On 7/2/15 4:30 AM, Alan Lawrence wrote:
Hi, pleased to meet you :)
Likewise. :-)
[Abe wrote:]
* Always safe for stores, sometimes a little risky for loads:
speculative loads might cause multithreaded programs with
insufficient locking to fail due to writes by another thread
being "lost"/"missed", even though the same program works OK
"by luck" when compiled without if-conversion of loads.
This risk comes mainly/only from what the relevant literature
calls a "half hammock": an "if" with a "then" section but no
"else" section [or effectively vice-versa, e.g. an empty "then"
and a non-empty "else"]. In this case, e.g. "if (c) X[x] = Y[y];"
with no attached "else" section is risky to fully if-convert
in the event of the code being compiled running multithreaded
and not having been written with all the locking it really needs.
Respectively, e.g. "if (c) ; /* empty ''then'' */ else X[x] = Y[y];".
[Alan wrote:]
For the unenlightened, can you outline the problem with this code sequence?
(i.e. the expected transformation that makes it unsafe!?)
I would hope your scratchpad patch would turn this into something like
a1 = c ? &Y[y] : &scratch;
temp = *a1;
a2 = c ? &X[x] : &scratch;
*a2 = temp;
which seems OK to me
Yes, you are right. The problem I was thinking about is not present in the
above:
in the "'c' is false" case, the vectorized code for the above just wastes some
effort
by reading garbage from the scratchpad and writing it back to the scratchpad.
so is the scratchpad approach going away?
Not at all. :-)
My example[s] was/were not written well with regard to expressing what I had in
mind.
The problem I was thinking about is shown with a scalar destination, e.g.:
if (c) foo = X[x];
... which is if-converted into the equivalent of:
foo = c ? X[x] : foo;
The [perceived/potential] problem with the preceding is that the part that is equivalent
to "foo = foo;"
in the above can _not_ be optimized out, as it normally would for a non-"volatile"
"foo",
because it is part of a larger vectorized operation and this small part cannot
be broken out of the whole
without breaking vectorization. Therefore, the value of "foo" might be read
and then written back
a few {micro|nano|pico|whatever}-seconds later, which may cause an update to
the same location to be overwritten.
That`s why the pathological program-under-compilation is a badly-written
multithreaded program without enough locking:
without the "if something, then overwrite" being replaced by "read, then if
something then write the new value,
and if not that same something then rewrite the old value", the badly-written
multithreaded program might work correctly
through "good luck", but with the replacement [i.e. the if conversion] the
chances of success
[where "success" here basically means not "missing" a write by another thread]

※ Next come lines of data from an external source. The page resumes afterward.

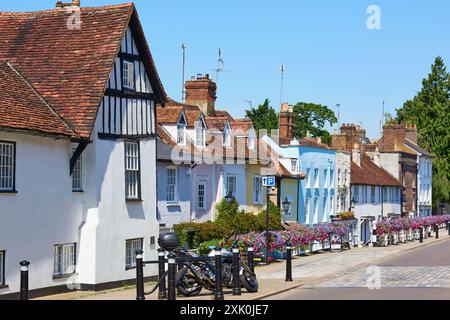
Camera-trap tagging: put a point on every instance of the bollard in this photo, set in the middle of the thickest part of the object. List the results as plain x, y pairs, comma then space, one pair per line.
288, 261
162, 294
24, 267
172, 275
139, 276
236, 269
421, 235
219, 280
251, 261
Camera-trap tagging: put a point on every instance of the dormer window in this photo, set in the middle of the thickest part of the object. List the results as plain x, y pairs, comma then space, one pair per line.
200, 134
181, 131
227, 136
128, 75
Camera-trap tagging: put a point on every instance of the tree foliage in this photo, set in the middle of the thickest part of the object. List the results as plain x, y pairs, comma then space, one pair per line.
430, 111
313, 118
263, 117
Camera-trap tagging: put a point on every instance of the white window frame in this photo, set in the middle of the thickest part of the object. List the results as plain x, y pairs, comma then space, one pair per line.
131, 246
234, 184
226, 136
2, 267
308, 178
316, 177
200, 134
294, 165
128, 75
77, 174
7, 166
132, 170
181, 132
307, 209
199, 206
64, 262
257, 190
171, 184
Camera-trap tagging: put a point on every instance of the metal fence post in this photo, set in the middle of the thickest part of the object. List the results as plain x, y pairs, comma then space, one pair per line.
421, 235
251, 261
139, 276
288, 261
219, 280
172, 276
24, 267
161, 274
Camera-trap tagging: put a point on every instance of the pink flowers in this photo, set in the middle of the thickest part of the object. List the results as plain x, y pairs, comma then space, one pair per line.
397, 225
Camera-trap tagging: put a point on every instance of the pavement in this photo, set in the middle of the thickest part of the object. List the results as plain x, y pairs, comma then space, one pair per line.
327, 272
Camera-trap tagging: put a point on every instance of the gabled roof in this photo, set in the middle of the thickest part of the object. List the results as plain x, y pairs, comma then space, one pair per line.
21, 108
371, 174
70, 67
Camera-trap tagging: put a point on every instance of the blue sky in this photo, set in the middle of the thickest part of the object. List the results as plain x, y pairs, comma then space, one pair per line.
329, 54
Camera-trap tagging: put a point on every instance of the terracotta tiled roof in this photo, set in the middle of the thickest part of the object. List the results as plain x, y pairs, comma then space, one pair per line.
371, 174
21, 108
70, 67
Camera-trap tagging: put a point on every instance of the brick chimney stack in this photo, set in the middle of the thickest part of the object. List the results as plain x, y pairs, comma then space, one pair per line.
411, 133
201, 91
287, 122
74, 3
393, 137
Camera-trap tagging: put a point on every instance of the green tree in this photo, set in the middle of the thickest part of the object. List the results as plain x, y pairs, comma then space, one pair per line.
430, 111
313, 118
263, 117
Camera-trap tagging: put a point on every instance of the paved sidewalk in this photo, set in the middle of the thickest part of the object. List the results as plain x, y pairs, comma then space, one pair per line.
307, 270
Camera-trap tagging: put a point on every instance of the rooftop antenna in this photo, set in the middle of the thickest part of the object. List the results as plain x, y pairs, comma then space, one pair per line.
339, 115
183, 92
282, 81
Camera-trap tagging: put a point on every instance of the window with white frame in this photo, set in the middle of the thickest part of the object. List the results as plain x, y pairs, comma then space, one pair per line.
307, 209
294, 165
331, 178
231, 186
7, 166
316, 178
201, 195
77, 184
200, 133
257, 190
373, 192
131, 247
2, 268
308, 178
181, 131
132, 171
128, 75
171, 185
64, 259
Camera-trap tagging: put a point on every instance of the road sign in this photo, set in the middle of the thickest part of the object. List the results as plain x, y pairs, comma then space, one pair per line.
269, 181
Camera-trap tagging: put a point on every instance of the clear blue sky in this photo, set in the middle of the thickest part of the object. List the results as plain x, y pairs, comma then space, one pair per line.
330, 55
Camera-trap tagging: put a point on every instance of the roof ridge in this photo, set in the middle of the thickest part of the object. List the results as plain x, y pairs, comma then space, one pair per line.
53, 111
59, 10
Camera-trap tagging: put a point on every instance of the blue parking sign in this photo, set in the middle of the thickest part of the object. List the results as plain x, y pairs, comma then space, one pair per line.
268, 181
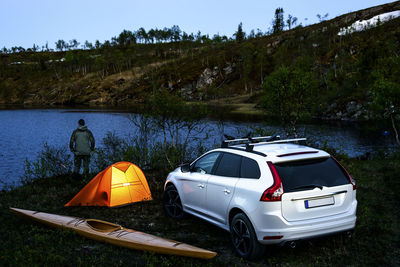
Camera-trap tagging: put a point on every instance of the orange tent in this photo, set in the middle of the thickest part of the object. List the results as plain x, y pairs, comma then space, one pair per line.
121, 183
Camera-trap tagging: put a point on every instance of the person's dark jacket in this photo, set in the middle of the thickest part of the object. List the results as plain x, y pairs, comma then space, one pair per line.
82, 141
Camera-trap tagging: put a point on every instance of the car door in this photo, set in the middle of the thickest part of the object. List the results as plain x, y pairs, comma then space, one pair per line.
221, 186
194, 183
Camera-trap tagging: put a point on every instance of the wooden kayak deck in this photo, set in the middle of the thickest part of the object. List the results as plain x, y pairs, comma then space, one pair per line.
116, 234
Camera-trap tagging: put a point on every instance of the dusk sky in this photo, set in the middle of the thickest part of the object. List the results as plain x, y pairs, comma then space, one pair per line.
25, 22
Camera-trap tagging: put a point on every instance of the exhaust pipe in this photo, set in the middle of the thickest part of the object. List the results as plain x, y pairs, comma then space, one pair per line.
292, 244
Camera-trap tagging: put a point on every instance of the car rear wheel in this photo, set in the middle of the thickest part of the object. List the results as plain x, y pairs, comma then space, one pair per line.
172, 203
244, 238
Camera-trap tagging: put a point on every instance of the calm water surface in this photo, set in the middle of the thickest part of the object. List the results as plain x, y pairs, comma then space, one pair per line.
24, 132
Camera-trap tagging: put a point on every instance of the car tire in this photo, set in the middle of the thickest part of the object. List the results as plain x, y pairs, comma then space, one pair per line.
172, 203
244, 238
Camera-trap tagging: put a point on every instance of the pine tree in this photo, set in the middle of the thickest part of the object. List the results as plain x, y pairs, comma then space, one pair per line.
240, 35
278, 23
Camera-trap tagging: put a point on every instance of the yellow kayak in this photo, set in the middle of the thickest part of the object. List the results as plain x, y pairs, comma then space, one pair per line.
116, 234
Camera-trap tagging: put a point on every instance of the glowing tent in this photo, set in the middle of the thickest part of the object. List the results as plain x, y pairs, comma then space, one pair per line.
120, 184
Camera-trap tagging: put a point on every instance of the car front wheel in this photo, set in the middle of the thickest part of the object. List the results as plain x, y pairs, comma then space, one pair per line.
244, 238
172, 203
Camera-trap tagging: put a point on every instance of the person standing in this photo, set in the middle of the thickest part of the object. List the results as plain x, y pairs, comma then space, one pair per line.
82, 145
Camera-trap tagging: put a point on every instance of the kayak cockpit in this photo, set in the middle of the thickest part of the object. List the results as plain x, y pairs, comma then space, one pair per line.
102, 226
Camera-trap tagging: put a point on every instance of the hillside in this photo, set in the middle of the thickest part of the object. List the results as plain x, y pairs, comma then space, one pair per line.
345, 67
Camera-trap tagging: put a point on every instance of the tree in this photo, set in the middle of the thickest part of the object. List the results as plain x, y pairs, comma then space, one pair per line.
322, 18
88, 45
246, 52
176, 33
288, 93
291, 21
239, 34
278, 24
61, 45
73, 44
386, 91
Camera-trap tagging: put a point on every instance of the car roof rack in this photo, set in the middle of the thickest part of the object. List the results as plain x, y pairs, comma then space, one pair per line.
250, 142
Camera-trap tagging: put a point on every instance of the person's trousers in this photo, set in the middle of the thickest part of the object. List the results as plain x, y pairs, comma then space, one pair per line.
78, 161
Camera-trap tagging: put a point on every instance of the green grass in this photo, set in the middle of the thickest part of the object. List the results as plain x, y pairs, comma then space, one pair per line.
375, 241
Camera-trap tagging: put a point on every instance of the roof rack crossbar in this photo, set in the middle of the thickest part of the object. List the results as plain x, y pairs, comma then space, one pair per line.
280, 141
247, 139
250, 142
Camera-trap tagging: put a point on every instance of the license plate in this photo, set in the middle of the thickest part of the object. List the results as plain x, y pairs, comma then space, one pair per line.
320, 202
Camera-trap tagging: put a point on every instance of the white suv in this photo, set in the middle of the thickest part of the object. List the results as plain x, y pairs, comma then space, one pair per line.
264, 191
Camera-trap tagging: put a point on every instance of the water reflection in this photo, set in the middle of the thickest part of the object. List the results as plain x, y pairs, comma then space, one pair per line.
24, 132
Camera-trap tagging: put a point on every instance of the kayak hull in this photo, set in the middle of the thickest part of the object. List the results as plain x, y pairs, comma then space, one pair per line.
116, 234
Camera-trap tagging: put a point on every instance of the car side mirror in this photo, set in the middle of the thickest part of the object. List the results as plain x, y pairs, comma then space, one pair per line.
185, 167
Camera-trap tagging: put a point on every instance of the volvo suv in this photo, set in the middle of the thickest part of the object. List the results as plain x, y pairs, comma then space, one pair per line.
263, 191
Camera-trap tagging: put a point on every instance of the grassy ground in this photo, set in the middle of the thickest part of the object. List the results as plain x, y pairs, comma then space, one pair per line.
375, 240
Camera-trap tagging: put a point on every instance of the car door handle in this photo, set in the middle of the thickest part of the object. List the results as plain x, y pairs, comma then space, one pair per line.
226, 191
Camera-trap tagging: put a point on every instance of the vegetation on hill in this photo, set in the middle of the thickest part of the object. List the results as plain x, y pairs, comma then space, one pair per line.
354, 74
374, 241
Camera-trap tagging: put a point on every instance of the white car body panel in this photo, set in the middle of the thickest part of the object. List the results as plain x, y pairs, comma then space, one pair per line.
289, 218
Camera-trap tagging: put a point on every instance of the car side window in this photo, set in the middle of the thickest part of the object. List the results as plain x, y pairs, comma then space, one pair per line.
229, 165
205, 164
249, 169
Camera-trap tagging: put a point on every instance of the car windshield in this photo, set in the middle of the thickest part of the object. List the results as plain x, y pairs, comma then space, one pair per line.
309, 174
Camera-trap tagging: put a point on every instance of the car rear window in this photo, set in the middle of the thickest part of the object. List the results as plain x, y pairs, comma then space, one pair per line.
249, 169
307, 174
229, 165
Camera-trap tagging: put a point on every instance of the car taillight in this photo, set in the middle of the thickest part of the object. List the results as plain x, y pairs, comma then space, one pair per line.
351, 179
273, 193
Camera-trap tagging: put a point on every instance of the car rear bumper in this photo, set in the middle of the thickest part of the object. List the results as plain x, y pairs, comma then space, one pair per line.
272, 228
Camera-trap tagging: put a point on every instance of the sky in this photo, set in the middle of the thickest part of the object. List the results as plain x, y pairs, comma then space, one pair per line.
26, 22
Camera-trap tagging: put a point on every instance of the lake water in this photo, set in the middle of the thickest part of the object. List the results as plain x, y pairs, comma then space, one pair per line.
24, 132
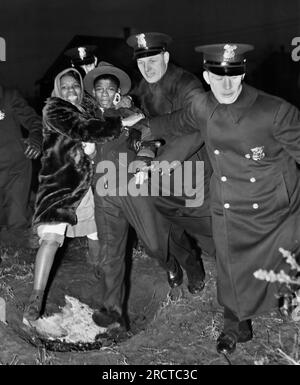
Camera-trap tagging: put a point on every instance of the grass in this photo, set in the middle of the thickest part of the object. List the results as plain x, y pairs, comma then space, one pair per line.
183, 328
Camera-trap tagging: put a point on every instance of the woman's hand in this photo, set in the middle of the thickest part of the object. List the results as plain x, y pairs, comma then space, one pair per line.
132, 119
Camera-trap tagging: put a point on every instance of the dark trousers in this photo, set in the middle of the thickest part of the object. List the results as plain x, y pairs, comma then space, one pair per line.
15, 189
190, 233
232, 325
113, 216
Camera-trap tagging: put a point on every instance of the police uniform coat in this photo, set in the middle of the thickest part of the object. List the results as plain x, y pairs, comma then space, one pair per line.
165, 103
15, 167
254, 147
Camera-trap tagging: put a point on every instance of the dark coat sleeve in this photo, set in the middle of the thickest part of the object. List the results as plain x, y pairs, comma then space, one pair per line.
179, 121
64, 118
27, 117
287, 129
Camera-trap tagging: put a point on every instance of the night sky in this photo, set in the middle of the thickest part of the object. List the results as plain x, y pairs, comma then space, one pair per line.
37, 31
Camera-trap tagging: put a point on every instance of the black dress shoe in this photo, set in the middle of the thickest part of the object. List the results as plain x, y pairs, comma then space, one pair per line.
105, 317
175, 278
196, 287
245, 336
226, 343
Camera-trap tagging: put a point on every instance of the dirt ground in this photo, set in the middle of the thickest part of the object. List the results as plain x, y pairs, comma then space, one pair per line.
167, 327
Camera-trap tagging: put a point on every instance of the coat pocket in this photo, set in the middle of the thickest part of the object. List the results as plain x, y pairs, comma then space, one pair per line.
283, 199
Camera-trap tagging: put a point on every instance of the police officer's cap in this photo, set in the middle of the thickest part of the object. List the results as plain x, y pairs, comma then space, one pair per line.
225, 59
148, 43
82, 54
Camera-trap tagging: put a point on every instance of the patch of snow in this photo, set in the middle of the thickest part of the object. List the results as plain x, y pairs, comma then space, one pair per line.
73, 324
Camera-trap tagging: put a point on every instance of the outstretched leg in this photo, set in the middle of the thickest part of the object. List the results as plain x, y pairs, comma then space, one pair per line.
43, 264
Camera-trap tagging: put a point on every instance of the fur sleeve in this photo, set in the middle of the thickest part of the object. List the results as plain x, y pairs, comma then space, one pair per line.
64, 118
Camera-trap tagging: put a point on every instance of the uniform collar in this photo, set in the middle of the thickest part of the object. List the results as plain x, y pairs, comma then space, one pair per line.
237, 109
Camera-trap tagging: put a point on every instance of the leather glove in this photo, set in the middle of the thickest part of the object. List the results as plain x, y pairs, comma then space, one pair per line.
32, 150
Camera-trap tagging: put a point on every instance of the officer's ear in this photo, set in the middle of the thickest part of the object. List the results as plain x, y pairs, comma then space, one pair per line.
166, 57
206, 77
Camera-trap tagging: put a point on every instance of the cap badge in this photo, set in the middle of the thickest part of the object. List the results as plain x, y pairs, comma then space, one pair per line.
229, 51
258, 153
141, 40
82, 52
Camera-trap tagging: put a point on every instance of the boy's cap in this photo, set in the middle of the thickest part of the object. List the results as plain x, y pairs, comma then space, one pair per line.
82, 55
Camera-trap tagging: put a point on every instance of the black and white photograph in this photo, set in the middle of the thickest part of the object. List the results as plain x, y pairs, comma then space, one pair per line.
149, 185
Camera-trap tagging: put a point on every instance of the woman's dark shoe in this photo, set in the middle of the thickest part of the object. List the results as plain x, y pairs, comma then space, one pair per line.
226, 343
33, 309
175, 277
196, 287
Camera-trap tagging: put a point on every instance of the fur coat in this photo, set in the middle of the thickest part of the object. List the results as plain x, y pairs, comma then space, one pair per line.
66, 173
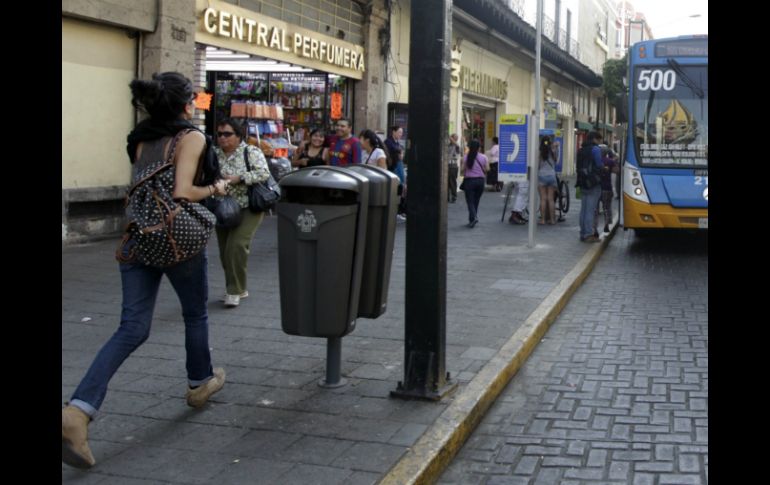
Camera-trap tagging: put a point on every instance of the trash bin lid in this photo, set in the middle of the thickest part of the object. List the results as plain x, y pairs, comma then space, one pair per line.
325, 177
380, 182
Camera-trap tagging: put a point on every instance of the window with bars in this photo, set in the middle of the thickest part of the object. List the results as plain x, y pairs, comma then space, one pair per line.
342, 19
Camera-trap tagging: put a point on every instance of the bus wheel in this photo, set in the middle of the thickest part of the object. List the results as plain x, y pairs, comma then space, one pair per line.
563, 196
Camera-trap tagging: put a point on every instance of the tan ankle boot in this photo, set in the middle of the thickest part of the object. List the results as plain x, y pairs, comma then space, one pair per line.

is lower than it was before.
However, after some discussion with Sebastian I learned that this is already
taken care of, i.e. safe:
the "read, then if something then write the new value, and if not that same
something then rewrite the old value"
replacement strategy is only used for thread-local scalars. For global scalars
and static scalars,
we treat the scalar as if it were the first element of a length=1 array and
don`t have this problem.
In other words, the problem about which I was concerned is not going to be triggered by
e.g. "if (c) x = ..."
which lacks an attached "else x = ..." in a multithreaded program without
enough locking just because 'x' is global/static.
The only remaining case to consider is if some code being compiler takes the address of
something thread-local and then "gives"
that pointer to another thread. Even for _that_ extreme case, Sebastian says
that the gimplifier will detect this
"address has been taken" situation and do the right thing such that the new if
converter also does the right thing.
TLDR: Abe was being too paranoid; to the best of our knowledge, it`s OK as-is.
;-)
[Abe wrote:]
One of the reasons the new if converter has not yet been submitted
for incorporation into GCC`s trunk is that it still has some
performance regressions WRT the old converter, and most of those
are "true regressions", i.e. not just because the old converter
was less safe and the additional safety is what is causing the loss,
but rather because there is more work to do before the patch is ready.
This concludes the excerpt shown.